忙しい相手が困ってしまう話し方

このような話し方をするのは、3つの場合が考えられる。

第1は自分の話に念を押したい場合だ。

遅刻して申し訳なかったということを心を込めて詫びたいと思っている。だから、1回言っただけでは誠意が伝わらないような気がする。だから、繰り返して言う。

第2の場合は、上手に話を終えることができない場合だ。

まとまりをつけて話を終わりにできればそこで終わるのだが、音楽における最後の和音のようにうまく終わりにできない。だから、何か言い足りない気がしてまた同じことを言ってしまう。それを繰り返す。

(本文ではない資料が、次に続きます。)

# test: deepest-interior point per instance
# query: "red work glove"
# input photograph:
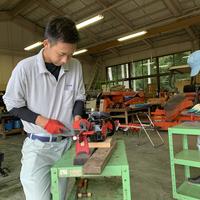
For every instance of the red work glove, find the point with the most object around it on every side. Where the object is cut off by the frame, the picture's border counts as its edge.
(55, 127)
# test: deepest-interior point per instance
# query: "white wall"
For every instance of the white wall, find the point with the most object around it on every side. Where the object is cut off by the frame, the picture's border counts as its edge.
(164, 49)
(14, 37)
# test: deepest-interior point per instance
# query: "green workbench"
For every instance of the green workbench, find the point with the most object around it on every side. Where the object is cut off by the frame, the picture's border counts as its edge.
(116, 166)
(187, 158)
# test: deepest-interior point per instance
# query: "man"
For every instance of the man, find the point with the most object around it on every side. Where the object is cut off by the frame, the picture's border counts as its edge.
(194, 62)
(46, 91)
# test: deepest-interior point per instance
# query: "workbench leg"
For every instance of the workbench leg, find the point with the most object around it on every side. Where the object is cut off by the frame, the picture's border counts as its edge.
(126, 117)
(185, 147)
(126, 183)
(55, 184)
(171, 153)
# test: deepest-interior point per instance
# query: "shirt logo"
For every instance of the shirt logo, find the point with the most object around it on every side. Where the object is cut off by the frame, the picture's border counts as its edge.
(68, 87)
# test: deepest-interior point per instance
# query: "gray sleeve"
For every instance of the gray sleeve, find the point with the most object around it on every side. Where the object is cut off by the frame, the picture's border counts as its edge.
(80, 93)
(15, 90)
(24, 113)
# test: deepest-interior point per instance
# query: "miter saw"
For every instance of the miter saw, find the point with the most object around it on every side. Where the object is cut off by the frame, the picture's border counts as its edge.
(96, 128)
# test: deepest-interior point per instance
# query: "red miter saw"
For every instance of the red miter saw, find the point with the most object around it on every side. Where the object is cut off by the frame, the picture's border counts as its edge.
(96, 128)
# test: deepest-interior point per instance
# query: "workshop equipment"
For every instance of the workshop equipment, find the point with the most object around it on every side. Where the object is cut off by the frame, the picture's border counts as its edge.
(96, 128)
(3, 170)
(175, 111)
(82, 188)
(144, 123)
(120, 99)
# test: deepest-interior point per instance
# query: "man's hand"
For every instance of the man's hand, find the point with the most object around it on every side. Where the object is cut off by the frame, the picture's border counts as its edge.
(50, 125)
(55, 127)
(81, 124)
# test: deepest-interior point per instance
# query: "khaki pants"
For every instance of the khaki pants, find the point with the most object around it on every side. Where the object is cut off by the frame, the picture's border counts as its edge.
(37, 159)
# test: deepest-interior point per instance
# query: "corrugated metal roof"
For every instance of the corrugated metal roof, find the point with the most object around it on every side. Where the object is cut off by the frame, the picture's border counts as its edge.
(121, 17)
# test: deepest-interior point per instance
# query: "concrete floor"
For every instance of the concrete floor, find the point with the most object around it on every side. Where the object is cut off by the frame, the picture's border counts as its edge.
(149, 170)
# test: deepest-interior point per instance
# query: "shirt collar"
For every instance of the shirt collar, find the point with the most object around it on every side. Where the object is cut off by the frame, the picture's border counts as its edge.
(42, 67)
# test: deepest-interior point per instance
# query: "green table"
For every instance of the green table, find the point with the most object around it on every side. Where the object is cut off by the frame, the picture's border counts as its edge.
(116, 166)
(187, 158)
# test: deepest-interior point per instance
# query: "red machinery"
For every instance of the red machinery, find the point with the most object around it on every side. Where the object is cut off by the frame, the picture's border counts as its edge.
(175, 111)
(96, 128)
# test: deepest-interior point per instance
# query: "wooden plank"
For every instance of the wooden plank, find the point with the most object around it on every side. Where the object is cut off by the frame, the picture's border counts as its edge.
(105, 144)
(98, 160)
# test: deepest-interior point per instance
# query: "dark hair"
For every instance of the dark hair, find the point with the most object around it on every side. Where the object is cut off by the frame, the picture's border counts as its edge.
(61, 29)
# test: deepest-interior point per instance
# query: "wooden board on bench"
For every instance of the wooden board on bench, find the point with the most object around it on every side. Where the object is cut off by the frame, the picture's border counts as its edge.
(105, 144)
(96, 163)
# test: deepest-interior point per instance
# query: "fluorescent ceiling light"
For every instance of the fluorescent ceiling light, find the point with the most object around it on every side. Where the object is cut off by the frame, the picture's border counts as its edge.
(89, 21)
(33, 46)
(134, 35)
(79, 52)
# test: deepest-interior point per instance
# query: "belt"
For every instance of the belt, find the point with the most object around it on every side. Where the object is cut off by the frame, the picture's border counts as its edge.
(45, 138)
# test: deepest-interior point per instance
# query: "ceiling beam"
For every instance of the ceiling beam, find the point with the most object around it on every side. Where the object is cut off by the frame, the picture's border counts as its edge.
(173, 6)
(28, 25)
(191, 33)
(5, 16)
(21, 6)
(151, 32)
(48, 6)
(123, 20)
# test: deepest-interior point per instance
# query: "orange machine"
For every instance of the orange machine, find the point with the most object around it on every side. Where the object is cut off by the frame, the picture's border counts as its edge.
(175, 111)
(121, 99)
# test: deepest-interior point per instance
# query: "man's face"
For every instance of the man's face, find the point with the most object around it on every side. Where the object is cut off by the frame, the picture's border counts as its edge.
(58, 53)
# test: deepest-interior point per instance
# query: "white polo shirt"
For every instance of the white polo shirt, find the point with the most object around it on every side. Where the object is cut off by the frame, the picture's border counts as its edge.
(32, 85)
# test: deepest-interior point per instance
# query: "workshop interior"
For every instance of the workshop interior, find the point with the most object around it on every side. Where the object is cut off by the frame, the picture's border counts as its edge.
(138, 136)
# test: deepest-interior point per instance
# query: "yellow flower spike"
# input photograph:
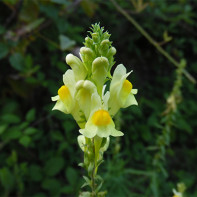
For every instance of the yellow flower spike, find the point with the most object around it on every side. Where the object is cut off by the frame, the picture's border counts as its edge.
(64, 93)
(77, 66)
(66, 98)
(99, 71)
(127, 86)
(101, 118)
(85, 89)
(101, 124)
(121, 91)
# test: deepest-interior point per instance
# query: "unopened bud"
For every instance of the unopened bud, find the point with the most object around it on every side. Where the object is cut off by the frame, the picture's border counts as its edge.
(99, 71)
(77, 66)
(112, 51)
(87, 56)
(95, 37)
(88, 42)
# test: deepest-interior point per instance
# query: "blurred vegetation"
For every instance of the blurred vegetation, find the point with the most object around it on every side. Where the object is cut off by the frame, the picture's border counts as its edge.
(38, 148)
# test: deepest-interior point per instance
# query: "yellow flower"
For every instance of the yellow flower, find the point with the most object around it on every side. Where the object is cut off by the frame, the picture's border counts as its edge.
(65, 101)
(121, 91)
(100, 122)
(77, 66)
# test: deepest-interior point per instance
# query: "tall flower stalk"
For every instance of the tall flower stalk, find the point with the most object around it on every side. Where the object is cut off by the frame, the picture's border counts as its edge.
(86, 96)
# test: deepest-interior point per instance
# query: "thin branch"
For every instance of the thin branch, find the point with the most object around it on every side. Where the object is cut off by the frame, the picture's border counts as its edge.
(152, 41)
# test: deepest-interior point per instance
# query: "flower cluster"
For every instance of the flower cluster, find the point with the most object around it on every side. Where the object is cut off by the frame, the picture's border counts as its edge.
(85, 95)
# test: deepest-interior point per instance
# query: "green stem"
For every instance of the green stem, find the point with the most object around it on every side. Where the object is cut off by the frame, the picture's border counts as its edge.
(152, 41)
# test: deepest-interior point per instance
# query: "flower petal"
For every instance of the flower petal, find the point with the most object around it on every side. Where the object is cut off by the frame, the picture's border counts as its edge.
(60, 106)
(130, 101)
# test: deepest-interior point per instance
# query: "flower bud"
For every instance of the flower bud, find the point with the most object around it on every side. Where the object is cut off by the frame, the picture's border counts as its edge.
(95, 37)
(104, 47)
(112, 51)
(88, 42)
(81, 142)
(77, 66)
(87, 56)
(84, 91)
(99, 71)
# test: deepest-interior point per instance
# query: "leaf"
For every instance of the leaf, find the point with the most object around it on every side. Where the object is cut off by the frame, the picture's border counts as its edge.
(30, 116)
(65, 42)
(17, 61)
(3, 50)
(7, 178)
(30, 131)
(54, 166)
(25, 140)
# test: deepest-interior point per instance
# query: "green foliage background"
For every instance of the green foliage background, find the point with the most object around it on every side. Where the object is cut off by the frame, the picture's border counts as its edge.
(39, 154)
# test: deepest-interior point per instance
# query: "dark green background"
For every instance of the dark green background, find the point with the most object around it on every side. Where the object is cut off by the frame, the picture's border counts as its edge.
(39, 154)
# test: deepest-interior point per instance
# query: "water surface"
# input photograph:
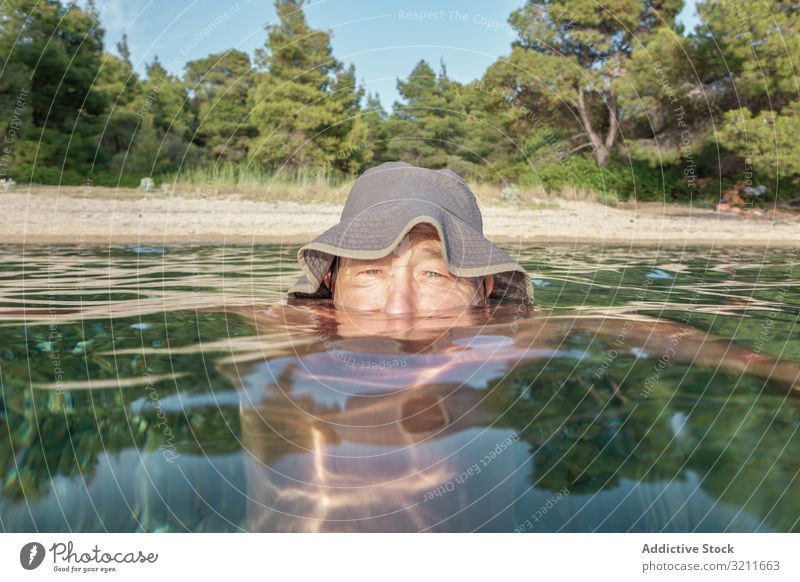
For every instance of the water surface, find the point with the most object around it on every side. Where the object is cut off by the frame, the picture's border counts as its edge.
(173, 389)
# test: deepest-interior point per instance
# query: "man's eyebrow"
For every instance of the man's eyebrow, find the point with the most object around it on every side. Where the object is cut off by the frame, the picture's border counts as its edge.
(431, 253)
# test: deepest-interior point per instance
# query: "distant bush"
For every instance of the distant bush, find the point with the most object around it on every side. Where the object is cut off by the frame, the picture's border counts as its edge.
(618, 181)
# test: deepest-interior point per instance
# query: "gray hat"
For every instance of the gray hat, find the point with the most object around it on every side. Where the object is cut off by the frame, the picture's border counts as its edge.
(385, 203)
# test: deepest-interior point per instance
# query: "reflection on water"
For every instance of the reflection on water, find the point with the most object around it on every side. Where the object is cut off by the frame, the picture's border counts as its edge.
(173, 389)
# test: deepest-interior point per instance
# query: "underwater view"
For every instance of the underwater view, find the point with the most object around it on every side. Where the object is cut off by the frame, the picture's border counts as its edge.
(171, 389)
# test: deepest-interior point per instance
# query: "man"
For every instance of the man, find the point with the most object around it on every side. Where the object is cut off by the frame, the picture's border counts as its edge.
(409, 242)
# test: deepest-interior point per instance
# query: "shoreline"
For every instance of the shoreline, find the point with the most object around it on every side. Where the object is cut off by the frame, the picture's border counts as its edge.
(45, 218)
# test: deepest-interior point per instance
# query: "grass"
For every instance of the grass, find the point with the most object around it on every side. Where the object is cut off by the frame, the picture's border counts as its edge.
(307, 187)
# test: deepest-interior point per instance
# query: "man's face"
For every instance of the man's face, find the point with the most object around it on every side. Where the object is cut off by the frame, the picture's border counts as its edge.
(411, 280)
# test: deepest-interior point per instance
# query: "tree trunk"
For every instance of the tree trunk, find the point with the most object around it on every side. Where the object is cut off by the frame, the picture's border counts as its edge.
(601, 147)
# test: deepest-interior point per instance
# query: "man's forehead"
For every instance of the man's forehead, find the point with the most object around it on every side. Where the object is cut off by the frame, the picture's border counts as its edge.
(424, 243)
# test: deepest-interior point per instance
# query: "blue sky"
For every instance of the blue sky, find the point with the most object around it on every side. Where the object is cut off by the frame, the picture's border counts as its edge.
(383, 39)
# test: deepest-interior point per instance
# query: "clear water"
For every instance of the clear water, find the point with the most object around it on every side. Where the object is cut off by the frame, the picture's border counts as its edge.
(172, 389)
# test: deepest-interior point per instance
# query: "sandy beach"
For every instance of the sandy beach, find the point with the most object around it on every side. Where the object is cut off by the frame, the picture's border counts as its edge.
(49, 216)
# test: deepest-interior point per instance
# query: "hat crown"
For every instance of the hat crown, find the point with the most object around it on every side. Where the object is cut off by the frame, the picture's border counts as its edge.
(397, 181)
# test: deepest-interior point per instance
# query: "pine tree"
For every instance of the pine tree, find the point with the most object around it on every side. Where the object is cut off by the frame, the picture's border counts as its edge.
(427, 128)
(221, 83)
(570, 53)
(304, 104)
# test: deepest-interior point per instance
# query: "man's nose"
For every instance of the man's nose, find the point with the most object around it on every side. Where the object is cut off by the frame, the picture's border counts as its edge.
(400, 294)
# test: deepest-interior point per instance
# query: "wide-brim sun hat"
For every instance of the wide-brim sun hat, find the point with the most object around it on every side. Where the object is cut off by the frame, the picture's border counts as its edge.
(389, 200)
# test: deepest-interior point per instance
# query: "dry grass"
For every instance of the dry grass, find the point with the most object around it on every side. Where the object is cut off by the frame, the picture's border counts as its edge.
(317, 191)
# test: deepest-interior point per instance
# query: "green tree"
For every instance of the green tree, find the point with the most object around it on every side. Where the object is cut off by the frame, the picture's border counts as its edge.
(427, 128)
(304, 103)
(750, 53)
(167, 99)
(221, 84)
(59, 50)
(570, 55)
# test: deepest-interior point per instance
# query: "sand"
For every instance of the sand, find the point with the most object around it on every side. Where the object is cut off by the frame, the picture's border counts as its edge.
(47, 216)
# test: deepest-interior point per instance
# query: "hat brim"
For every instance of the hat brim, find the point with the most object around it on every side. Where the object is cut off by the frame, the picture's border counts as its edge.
(376, 231)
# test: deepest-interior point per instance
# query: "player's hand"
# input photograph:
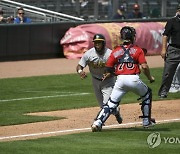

第3の場合は、本当に話をしているうちに、前に話したことを忘れてしまう場合だ。

この場合は自分で繰り返して話している自覚がない人だ。だが、実際には第1の場合と第2の場合がほとんどだろう。おそらく自覚したうえで繰り返し話している。だが、いずれにせよ、このタイプの人が困るのは、時間の効率が極端に悪いことだ。

かなり長い時間一緒に過ごしていても、同じことを何度も繰り返しているので情報量が少ない。無駄話をしている分にはそれでもかまわないが、忙しいビジネスマンがこれでは相手が困ってしまう。